Promote no legislation. Take no controversial stands. Avoid debates. Do lots of no-question photo-ops.
Just stay out of sight and out of mind.
In other words, the Kay Ivey Plan.
There has rarely been a governor do less than Kay Ivey, while she simultaneously takes credit for everything. A tactic that, judging by her poll numbers, seems to be working OK.
And since most of you seem to be paying so very little attention to what Ivey is actually doing — or not doing — she’s doubling down.
In a follow-up to her ad touting the ridiculous confederate monument protection act that she signed, Ivey’s newest ad hit the air on Wednesday. It is a work of fiction, and still mostly a comedy.
It begins with Ivey in a cow pasture, for some reason shouting about pig testacles. And it gets absurd from there.
The primary message from the ad is that Ivey “cleaned up Alabama” and “brought back jobs.”
Except, um, pardon me … but how?
What, exactly, has Ivey done to “clean up” the corruption that has embarrassed the state?
APR reached out to her communications director to ask. We were given two answers: signed an executive order banning lobbyists from being appointed to state boards and she fired about half of Bentley’s cabinet.
That’s the long answer. The short answer is she’s done nothing to stamp out corruption.
The lobbyist ban would have carried a tad more weight had Ivey not, just last week, voted to appoint a registered lobbyist the new state schools superintendent. A lobbyist who had given her campaign $2,000 a few months ago through a PAC.
Not exactly bringing the hammer down there.
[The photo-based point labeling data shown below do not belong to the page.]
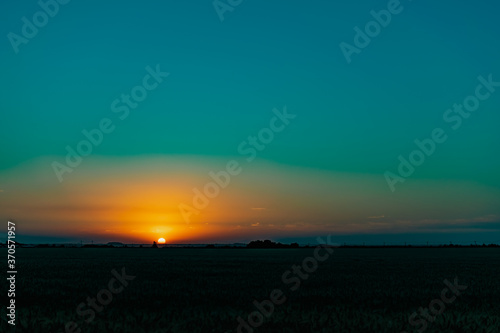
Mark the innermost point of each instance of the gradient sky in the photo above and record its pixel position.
(323, 174)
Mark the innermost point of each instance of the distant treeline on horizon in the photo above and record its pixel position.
(258, 244)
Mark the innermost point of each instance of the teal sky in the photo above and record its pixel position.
(226, 77)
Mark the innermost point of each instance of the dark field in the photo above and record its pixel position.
(205, 290)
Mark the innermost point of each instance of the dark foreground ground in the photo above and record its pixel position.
(205, 290)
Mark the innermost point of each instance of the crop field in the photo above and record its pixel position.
(207, 290)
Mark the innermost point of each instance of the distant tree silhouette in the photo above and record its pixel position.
(267, 244)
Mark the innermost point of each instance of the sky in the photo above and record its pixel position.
(310, 124)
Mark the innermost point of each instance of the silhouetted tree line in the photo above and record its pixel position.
(267, 244)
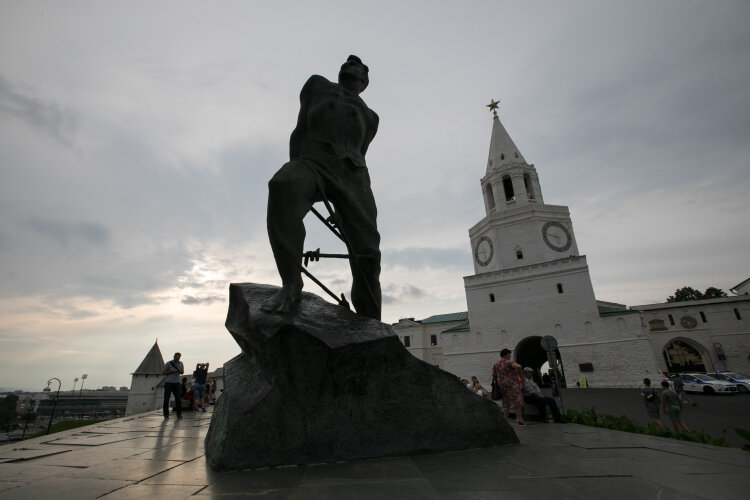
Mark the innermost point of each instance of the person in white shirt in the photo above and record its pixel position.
(533, 396)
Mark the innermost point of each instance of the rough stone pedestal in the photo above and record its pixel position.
(325, 385)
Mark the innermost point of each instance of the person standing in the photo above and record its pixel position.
(173, 369)
(507, 375)
(532, 395)
(199, 386)
(671, 404)
(651, 401)
(679, 388)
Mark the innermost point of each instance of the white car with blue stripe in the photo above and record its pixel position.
(741, 381)
(699, 382)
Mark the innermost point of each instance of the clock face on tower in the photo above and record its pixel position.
(483, 251)
(556, 236)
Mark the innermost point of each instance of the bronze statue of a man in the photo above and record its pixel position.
(327, 162)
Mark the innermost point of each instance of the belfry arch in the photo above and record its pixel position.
(529, 352)
(685, 355)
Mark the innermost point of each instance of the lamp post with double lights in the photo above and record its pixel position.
(54, 405)
(83, 379)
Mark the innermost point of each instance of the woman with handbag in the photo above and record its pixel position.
(507, 375)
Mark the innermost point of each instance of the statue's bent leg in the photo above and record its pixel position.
(358, 214)
(291, 193)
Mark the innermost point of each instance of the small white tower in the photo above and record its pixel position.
(147, 380)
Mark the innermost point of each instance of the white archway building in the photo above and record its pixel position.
(530, 280)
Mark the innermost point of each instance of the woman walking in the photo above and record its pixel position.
(507, 375)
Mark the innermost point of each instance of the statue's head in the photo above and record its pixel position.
(354, 75)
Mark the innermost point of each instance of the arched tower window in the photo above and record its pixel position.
(508, 187)
(529, 186)
(490, 197)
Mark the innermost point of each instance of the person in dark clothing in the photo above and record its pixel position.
(173, 369)
(533, 396)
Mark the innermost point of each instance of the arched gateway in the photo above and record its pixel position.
(529, 352)
(685, 355)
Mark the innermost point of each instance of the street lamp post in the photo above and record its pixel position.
(54, 405)
(83, 379)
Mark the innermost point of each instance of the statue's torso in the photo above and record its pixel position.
(337, 122)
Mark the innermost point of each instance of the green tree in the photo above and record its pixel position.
(689, 293)
(714, 293)
(684, 294)
(8, 411)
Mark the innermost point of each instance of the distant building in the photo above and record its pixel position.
(742, 288)
(531, 281)
(146, 381)
(147, 386)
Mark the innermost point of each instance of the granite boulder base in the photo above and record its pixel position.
(325, 385)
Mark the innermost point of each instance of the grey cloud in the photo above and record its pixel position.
(393, 293)
(66, 232)
(45, 116)
(191, 300)
(211, 284)
(423, 258)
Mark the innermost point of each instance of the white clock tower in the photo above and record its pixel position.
(530, 281)
(529, 278)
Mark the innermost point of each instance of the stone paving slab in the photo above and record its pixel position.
(147, 457)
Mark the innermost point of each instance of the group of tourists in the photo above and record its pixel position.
(516, 388)
(201, 392)
(669, 401)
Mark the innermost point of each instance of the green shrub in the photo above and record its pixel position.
(588, 416)
(67, 425)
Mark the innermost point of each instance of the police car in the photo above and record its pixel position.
(699, 382)
(741, 381)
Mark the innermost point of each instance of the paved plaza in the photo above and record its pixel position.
(144, 456)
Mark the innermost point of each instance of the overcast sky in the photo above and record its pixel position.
(137, 138)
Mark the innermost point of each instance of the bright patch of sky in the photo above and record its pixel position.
(137, 138)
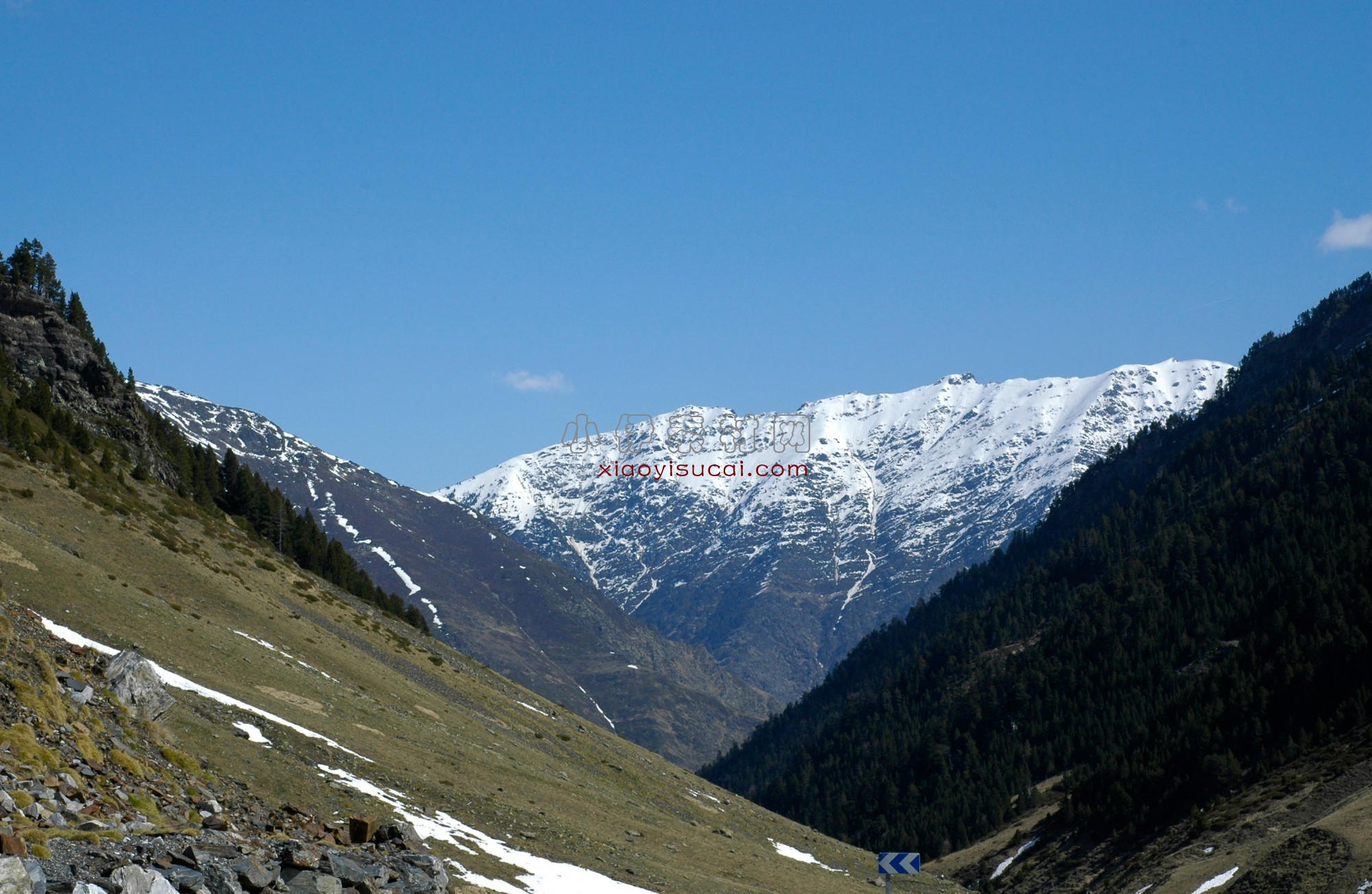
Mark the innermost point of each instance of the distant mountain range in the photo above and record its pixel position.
(779, 578)
(492, 597)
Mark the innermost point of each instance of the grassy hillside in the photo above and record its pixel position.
(153, 569)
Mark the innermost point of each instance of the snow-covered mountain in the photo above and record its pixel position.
(492, 597)
(781, 575)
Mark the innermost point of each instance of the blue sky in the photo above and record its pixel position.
(425, 236)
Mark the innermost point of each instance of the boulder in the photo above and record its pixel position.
(13, 845)
(138, 686)
(183, 878)
(141, 881)
(253, 874)
(362, 829)
(38, 878)
(301, 856)
(220, 878)
(312, 882)
(355, 869)
(399, 833)
(14, 878)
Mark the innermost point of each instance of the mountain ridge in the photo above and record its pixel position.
(490, 597)
(780, 576)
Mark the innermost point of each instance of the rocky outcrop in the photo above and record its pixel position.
(137, 685)
(45, 346)
(90, 804)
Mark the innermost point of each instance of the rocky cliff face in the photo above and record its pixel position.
(46, 347)
(781, 576)
(93, 803)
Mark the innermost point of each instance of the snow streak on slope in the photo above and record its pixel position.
(541, 875)
(780, 576)
(250, 435)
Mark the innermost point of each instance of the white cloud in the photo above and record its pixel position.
(525, 380)
(1348, 233)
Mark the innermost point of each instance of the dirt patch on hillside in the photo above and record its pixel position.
(16, 557)
(292, 698)
(1305, 864)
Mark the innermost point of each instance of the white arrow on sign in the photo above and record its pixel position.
(898, 863)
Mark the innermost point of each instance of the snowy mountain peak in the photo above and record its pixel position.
(780, 574)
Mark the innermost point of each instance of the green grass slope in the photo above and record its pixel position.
(138, 565)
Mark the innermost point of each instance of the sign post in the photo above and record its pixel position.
(897, 863)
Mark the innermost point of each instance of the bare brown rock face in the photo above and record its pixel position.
(46, 347)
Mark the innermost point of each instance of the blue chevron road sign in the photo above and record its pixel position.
(895, 863)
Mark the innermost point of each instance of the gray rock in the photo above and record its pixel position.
(213, 852)
(141, 881)
(137, 686)
(220, 878)
(183, 878)
(255, 874)
(312, 882)
(303, 855)
(399, 832)
(14, 878)
(355, 869)
(433, 870)
(38, 878)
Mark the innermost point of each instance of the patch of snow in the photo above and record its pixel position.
(433, 608)
(801, 856)
(1005, 864)
(1220, 881)
(255, 733)
(598, 707)
(541, 875)
(179, 682)
(264, 644)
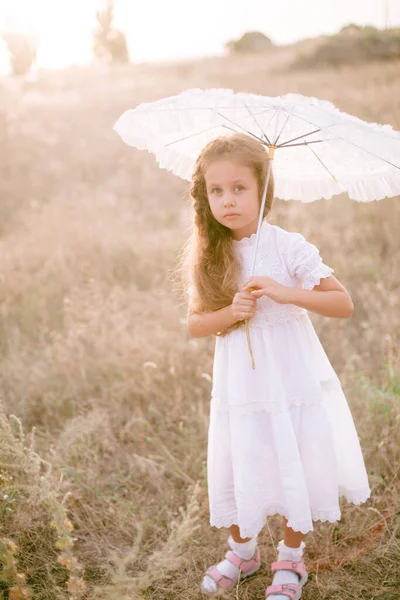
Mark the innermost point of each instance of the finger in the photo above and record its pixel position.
(257, 293)
(246, 294)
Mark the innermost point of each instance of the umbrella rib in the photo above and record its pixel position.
(193, 134)
(304, 143)
(298, 137)
(214, 127)
(316, 155)
(349, 142)
(243, 128)
(284, 125)
(257, 123)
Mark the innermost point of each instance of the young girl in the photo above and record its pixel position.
(281, 436)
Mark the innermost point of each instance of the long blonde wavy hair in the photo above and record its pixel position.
(210, 267)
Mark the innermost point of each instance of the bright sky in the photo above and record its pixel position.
(159, 30)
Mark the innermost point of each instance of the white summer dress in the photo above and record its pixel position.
(281, 437)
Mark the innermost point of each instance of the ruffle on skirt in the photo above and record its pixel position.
(296, 463)
(293, 453)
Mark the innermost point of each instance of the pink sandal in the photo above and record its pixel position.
(291, 590)
(226, 584)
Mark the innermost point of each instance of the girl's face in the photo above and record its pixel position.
(233, 196)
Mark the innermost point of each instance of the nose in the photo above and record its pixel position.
(228, 201)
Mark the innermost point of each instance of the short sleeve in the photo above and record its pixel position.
(305, 262)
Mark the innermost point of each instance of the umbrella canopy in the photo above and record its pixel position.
(318, 150)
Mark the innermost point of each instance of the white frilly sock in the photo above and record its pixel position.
(287, 553)
(245, 550)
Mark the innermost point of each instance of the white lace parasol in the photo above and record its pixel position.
(318, 150)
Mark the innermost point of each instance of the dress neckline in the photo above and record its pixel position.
(251, 239)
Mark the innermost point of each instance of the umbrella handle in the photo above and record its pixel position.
(246, 322)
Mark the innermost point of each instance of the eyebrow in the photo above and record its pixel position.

As for firing half of Bentley’s cabinet, that sounds swell, but it also unfairly maligns some good people. Like Art Faulkner, the former EMA director, who, as far as I know, never took so much as a Bic pen.
Or how about former Department of Mental Health commissioner Jim Perdue? He wasn’t a crook.
Outside of the husband of former Bentley advisor Rebekah Mason, no one Ivey fired was accused of wrongdoing in any way.
So, that didn’t clean up anything. It maybe — possibly — replaced some government employees with slightly more competent government employees, but even that is a stretch. I mean, you live here, does it seem like the state is running remarkably better the last year?
But here’s what Ivey did: When faced with the opportunity to prevent our state ethics laws from being weakened, she caved to pressure.
Pressure from the same old groups and the same old names.
Standing as the last line of defense between the citizens of Alabama and a group of politicians and lobbyists looking to line their own pockets by way of “economic development,” Ivey sold everyone down the river. She pushed the company line that it was in the best interest of the state to sign HB317, even though it clearly wasn’t, and now she’s hoping you’re too dumb to notice.
Well, she might know what a mountain oyster is, but she’s hoping you can’t smell the BS she’s laying out.